10-year yield exceeds S&P500 dividend yield
Interest rate rises to 5 years, risky asset bubble collapse
[뉴욕=뉴스핌] Correspondent Hwang Sook-hye = The rise in US Treasury yields is a movement that spreads from long-term to short-term.
With the benchmark 10-year yield already close to Wall Street’s year-end forecast, the 5-year yield reached the highest level since March last year.
The asset market panic due to the wide jump in market interest rates. The New York stock market plunged, centering on the IT sector, which has a high valuation burden, and losses from bond funds and exchange-traded funds (ETFs) were snowballed.
Investors are very nervous as housing mortgage rates have risen sharply and the shock of so-called reflation trade will spread to real estate.
The rise in commodity prices, including international oil prices, and the aftermath of stimulus measures are predicted to fuel inflation, and the asset market is expected to continue to suffer for the time being due to rising interest rates.
At one time on the 25th (local time), the US 10-year Treasury bond yield was close to 1.5%. The 5-year yield rose to 0.75%. This is the highest since March last year.
The five-year break-even rate (BER), which reflects the bond market’s inflation projections, recently jumped to 2.38%. This surpassed the level before the 2008 US financial crisis.
Policymakers, including Fed Chair Jerome Powell, appear to be largely unconcerned about the risk of inflation, but the financial markets have a different voice.
The rising trend of interest rates has spread from long-term to 5-year bonds such as 10-year and 30-year bonds, which is interpreted as a cross section where traders in the bond market place weight on the possibility that the Federal Reserve’s rate hike will be accelerated.
In fact, according to industry sources, the Fed’s 25bp (1bp = 0.01% point) rate hike expected by the Wall Street Economist has been advanced from early 2024 to mid-2023 last month.

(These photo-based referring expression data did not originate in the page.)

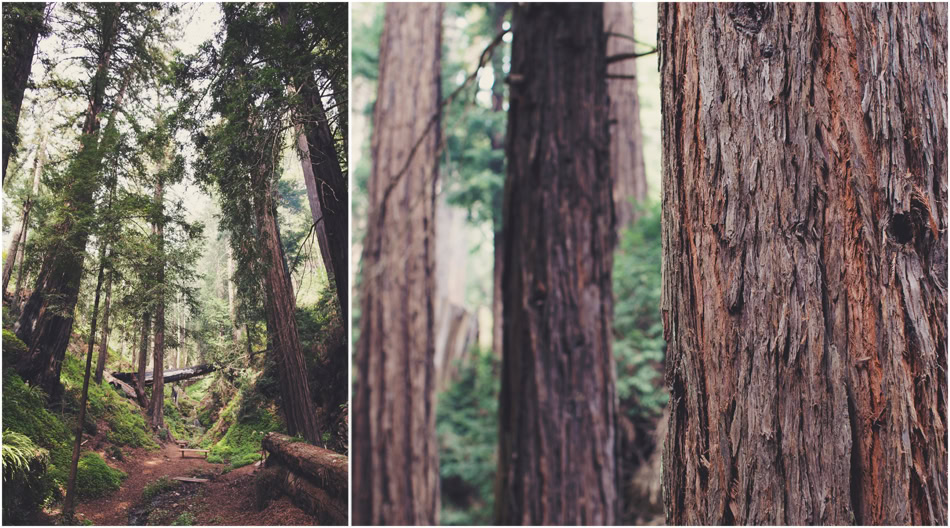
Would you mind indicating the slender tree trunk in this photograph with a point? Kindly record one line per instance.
(331, 182)
(558, 406)
(69, 501)
(143, 358)
(23, 24)
(498, 143)
(18, 240)
(104, 344)
(804, 268)
(395, 467)
(313, 198)
(45, 324)
(627, 169)
(156, 409)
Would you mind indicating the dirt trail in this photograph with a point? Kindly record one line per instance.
(227, 499)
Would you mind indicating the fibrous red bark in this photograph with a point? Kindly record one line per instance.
(395, 465)
(805, 262)
(557, 425)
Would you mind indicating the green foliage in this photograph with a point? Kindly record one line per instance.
(640, 349)
(241, 445)
(158, 487)
(467, 429)
(13, 348)
(95, 478)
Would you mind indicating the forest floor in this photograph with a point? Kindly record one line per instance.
(227, 499)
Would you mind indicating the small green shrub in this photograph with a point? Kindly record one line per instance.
(95, 478)
(13, 348)
(158, 487)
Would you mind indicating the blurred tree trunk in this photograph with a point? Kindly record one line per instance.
(143, 358)
(333, 186)
(22, 25)
(627, 169)
(395, 463)
(281, 307)
(805, 262)
(156, 409)
(46, 322)
(18, 240)
(557, 424)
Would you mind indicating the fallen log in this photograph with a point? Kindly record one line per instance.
(119, 384)
(170, 376)
(314, 478)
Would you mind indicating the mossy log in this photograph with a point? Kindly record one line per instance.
(315, 478)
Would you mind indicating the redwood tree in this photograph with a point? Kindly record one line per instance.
(558, 405)
(395, 462)
(22, 25)
(627, 169)
(805, 262)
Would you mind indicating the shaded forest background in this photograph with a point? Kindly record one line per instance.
(468, 207)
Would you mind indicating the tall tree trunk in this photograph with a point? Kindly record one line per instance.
(557, 424)
(331, 182)
(104, 344)
(627, 169)
(143, 358)
(156, 408)
(281, 307)
(18, 240)
(46, 322)
(232, 309)
(804, 267)
(314, 199)
(22, 25)
(395, 467)
(69, 500)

US New York Stock Exchange Trader [사진=로이터 뉴스핌] |
BNY Melon caught the attention of investors by suggesting that the US 10-year Treasury bond yield could jump to 2.0% by April.
The New York Stock Market also slumped again. The Nasdaq index, which concentrated on IT large-cap stocks, fell 2.7% during the day and traded at around 13,230, while the Dow Jones index, consisting of large-cap S&P500 and blue chips, fell 1.8% and 1.2%, respectively.
The impact a 10-year yield of 1.5% could have on the New York Stock Exchange is not small. Given the fact that the dividend yield of the S&P500 index is 1.43%, 1.5% is pointed out that it is another dimension of bad news besides discounting future cash flows.
The panic with the bond market as its epicenter is not limited to stocks. The intraday dollar index fell by about 0.4%, but gold futures fell by more than 1% due to the increase in government bond yields, and hesitated to the level of $1778 per ounce.
A red light was also on the housing market. According to Freddie Mac, the 30-year mortgage fixed rate jumped to 2.97% on that day. This is the highest since August last year.
Long-term mortgage interest rates, which had not exceeded an all-time low of 2.65% until early January, jumped sharply along with government bond yields.
Anticipation of low interest rates despite the new coronavirus (Corona 19) pandemic last year, the US housing market showed strong resistance, and the possibility of a warm wind this year in the supply of vaccines was weighed, but the rise in interest rates is putting ash on the rosy outlook.
New house [사진=로이터 뉴스핌] |
Bankrate.com analyst Greg McBride told Bloomberg that “the overall bull market, especially in the suburbs, will be dampened by higher interest rates.”
Market experts, above all else, are showing a strong sense of caution against rising 5-year Treasury yields. Because traders jumped to the point where they stopped betting on the Fed’s rate hike.
It warns that if the uptrend spreads more broadly in the short term, it could impact risky assets as a whole, not only in the IT sector of the New York Stock Exchange, but also in emerging markets stocks and currencies.
Societe Generale, in its investment report, argued that “if interest rates continue to rise, the Fed’s unconventional monetary policy will result in the collapse of the fanned asset bubble.”
In an investment report, Ned David Research warned, “The rise in interest rates triggered by the sentiment of rising inflation is expected to shake the asset market by raising not only the nominal interest rate but also the real interest rate as the economy recovers.”